China's State-owned Assets Supervision and Administration Commission of the State Council Photo: VCG
China's State-owned Assets Supervision and Administration Commission of the State Council (SASAC), the country's state assets regulator, has newly established the bureau of overseas state-owned assets, the Xinhua News Agency reported on Wednesday.
According to the official website of the SASAC, the main responsibilities of the new bureau include guiding the supervised enterprises in their international operations and optimizing the layout, structure, and adjustment of overseas assets; undertaking supervision of overseas assets of the supervised enterprises; strengthening risk prevention and mitigation in areas such as overseas investment and operations; and handling matters related to overseas emergencies and crisis response.
The bureau has established internal divisions including the international operations division, the risk prevention and mitigation division, the supervision and governance division, and the emergency management division, according to the official website.
"One responsibility of the new bureau primarily is to respond to changes in the current international situation, including recent tensions in the Middle East. By establishing this bureau, China can strengthen the prevention and resolution of risks related to overseas investment and operations.
"In particular, when sudden incidents or crises occur abroad, the agency will be able to promptly handle relevant matters and prevent major losses of state-owned assets in overseas investments," Yang Delong, chief economist at Shenzhen-based First Seafront Fund, told the Global Times on Wednesday.
China's central state-owned enterprises maintain more than 8,000 institutions and projects in more than 180 countries and regions worldwide, with overseas assets exceeding 9 trillion yuan ($1.31 trillion), according to Li Zhen, deputy head of the SASAC.
As the high-quality development of international cooperation initiatives such as the Belt and Road Initiative continues to advance, central state-owned enterprises (SOEs), acting as the main force, have built up overseas assets amounting to several trillion yuan. However, the previous decentralized management model has become inadequate to cope with the complex international environment, Li Jin, chief researcher at the China Enterprise Research Institute in Beijing, told the Global Times on Wednesday.

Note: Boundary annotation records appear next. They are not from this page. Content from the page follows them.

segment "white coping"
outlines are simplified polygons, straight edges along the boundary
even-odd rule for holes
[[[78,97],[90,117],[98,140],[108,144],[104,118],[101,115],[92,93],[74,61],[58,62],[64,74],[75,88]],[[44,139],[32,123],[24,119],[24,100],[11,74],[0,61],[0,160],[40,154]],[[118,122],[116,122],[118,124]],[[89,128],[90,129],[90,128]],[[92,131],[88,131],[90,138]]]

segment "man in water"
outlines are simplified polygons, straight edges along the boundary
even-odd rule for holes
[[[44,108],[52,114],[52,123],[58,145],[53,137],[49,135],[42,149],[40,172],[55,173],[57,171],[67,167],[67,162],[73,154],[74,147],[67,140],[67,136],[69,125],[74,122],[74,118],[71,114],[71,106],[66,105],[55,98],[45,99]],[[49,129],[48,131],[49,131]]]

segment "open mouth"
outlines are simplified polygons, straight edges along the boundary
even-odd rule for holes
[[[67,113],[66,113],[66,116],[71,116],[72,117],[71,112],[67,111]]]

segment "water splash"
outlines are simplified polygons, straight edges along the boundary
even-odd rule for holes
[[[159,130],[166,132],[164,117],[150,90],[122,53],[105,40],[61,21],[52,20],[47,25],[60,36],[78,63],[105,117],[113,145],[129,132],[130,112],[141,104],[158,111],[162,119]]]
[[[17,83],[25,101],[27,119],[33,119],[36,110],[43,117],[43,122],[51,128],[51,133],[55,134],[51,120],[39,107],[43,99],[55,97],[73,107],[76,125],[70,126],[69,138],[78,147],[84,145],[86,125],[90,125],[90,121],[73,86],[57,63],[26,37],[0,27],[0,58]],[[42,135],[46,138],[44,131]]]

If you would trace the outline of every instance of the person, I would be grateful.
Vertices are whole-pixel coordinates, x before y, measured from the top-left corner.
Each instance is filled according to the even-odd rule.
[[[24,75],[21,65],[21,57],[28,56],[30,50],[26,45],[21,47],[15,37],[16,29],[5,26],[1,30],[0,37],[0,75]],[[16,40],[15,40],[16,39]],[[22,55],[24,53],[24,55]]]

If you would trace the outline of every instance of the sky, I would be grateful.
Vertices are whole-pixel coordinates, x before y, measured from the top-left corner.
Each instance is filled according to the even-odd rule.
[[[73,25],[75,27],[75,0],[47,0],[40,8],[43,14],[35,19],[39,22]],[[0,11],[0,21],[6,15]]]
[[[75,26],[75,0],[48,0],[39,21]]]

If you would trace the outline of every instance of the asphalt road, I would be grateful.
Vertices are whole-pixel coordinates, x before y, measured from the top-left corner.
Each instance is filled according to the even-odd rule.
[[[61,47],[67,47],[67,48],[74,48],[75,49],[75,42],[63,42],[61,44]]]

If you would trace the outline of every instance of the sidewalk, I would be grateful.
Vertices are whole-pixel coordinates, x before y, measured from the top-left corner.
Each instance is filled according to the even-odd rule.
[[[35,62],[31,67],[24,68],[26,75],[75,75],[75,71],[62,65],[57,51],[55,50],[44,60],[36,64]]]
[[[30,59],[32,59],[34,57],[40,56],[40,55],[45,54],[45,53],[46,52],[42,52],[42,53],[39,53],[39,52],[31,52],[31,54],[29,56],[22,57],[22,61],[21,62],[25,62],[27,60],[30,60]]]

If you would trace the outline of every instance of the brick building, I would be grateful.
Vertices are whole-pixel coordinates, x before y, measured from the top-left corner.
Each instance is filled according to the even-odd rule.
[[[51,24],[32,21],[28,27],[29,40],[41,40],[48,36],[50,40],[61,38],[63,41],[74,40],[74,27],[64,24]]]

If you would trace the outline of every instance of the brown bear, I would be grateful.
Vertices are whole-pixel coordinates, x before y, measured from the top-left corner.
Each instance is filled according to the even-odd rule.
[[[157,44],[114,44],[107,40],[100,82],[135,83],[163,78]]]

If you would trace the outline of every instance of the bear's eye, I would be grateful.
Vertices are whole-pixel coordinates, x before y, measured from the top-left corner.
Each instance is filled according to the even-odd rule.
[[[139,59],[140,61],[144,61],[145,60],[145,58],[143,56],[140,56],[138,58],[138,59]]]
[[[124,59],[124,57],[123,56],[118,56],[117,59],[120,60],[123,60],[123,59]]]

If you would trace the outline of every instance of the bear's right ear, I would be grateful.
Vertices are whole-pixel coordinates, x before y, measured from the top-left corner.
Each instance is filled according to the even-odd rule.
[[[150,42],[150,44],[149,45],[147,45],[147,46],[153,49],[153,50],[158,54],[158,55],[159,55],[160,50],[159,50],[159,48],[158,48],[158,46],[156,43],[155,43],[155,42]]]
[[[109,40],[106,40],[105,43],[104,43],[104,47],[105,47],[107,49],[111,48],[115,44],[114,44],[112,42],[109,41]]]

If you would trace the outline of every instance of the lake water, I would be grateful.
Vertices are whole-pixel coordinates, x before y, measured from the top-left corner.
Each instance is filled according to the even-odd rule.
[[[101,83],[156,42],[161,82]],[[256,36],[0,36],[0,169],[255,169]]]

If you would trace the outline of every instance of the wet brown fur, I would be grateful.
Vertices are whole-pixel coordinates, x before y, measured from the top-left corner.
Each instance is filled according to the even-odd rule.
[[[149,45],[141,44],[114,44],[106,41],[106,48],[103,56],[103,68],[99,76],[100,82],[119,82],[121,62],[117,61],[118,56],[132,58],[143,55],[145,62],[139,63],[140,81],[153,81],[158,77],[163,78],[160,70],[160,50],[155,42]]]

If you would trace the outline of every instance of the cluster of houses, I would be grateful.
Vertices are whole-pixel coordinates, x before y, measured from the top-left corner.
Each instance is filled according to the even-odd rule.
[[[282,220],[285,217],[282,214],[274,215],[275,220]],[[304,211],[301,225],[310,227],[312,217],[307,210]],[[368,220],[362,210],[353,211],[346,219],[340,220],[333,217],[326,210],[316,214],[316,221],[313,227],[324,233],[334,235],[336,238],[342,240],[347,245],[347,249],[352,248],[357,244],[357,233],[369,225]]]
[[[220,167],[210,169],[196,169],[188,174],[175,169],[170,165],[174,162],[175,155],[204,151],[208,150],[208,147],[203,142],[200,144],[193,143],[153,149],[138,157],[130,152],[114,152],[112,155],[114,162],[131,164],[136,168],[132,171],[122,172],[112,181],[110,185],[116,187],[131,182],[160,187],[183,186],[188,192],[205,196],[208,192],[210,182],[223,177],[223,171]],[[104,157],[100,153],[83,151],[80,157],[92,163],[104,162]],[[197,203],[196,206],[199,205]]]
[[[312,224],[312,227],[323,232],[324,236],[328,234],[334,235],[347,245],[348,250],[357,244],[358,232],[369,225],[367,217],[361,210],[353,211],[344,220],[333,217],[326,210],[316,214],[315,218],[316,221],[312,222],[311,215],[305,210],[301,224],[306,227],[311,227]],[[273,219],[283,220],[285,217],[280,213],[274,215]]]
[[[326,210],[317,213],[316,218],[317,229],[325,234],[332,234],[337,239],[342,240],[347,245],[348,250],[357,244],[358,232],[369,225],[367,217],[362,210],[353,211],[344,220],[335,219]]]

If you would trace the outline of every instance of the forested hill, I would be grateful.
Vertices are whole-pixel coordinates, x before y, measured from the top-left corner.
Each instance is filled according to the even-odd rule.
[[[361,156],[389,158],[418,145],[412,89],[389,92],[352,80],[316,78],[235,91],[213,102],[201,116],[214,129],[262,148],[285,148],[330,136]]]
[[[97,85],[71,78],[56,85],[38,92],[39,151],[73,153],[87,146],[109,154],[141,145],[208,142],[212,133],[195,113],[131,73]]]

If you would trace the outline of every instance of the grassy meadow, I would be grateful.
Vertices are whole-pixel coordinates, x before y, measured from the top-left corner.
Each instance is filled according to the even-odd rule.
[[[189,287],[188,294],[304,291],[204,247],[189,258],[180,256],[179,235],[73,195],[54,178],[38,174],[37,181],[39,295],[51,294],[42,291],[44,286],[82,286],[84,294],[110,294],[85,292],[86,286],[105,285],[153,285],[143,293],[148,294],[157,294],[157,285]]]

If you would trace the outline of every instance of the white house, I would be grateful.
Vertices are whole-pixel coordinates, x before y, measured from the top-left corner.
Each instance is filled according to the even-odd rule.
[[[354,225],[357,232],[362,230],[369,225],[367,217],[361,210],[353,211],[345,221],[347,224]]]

Li Jin added that in recent years, the global geopolitical landscape has undergone profound adjustments, placing unprecedented pressure on central SOEs' overseas projects in terms of investment security and asset preservation. "There is an urgent need for a dedicated institution to coordinate and manage these efforts," Li Jin noted.
As to enterprises, Yang said that the bureau will guide the specific operations and strategic direction of overseas investments, making the investment layout more scientific and rational, thereby improving the success rate of investments and avoiding potential risks. This represents an important measure to achieve the preservation and appreciation of state-owned assets, Yang noted.

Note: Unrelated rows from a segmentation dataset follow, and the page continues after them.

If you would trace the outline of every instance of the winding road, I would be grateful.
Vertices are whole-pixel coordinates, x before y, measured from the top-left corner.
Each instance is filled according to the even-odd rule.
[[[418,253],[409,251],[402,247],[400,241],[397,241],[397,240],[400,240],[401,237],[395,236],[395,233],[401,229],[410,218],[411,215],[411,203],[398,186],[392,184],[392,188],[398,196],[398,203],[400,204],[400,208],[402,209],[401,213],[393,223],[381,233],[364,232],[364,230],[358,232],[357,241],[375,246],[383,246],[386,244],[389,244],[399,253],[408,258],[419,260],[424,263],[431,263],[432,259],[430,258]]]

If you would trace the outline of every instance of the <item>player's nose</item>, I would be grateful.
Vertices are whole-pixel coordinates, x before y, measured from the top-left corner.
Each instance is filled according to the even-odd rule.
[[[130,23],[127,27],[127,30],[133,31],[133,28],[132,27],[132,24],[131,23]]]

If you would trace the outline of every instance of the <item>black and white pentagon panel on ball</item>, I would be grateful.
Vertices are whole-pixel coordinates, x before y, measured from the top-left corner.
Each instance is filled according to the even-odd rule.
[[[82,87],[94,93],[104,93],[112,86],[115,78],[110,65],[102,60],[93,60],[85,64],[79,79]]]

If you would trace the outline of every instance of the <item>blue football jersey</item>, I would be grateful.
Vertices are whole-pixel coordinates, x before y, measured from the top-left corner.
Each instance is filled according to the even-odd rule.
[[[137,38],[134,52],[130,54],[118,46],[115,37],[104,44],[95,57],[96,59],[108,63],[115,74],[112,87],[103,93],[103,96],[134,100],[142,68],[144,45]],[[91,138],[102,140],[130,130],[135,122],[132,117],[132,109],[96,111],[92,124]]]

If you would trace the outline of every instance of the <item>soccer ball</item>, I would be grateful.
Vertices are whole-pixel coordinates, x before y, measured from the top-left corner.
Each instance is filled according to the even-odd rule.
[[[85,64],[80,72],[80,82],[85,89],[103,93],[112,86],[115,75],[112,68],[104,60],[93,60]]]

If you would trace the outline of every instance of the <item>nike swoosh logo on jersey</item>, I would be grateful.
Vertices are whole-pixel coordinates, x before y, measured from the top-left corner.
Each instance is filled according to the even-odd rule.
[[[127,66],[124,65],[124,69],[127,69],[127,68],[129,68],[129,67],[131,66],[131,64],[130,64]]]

"This new bureau not only responds to the practical needs arising from the internationalization of central enterprises, but also strengthens the bottom line for safeguarding state-owned assets, while serving the nation's overall opening-up strategy," Yang said.
In the outline of the 15th Five-Year Plan (2026-30) for national economic and social development, it noted efforts to improve the state-owned assets supervision system and better leverage the role of state-owned capital investment and operating companies.
The outline said that efforts should be made to implement outbound investment management, strengthen the overseas comprehensive service system, promote the integration of trade and investment, and guide the rational and orderly cross-border layout of industrial and supply chains.
In addition, it stressed the need to improve the mechanisms and legal frameworks for monitoring, preventing, controlling, and addressing risks in outbound investment, and encourage enterprises to enhance their risk prevention and control capabilities as well as compliance management.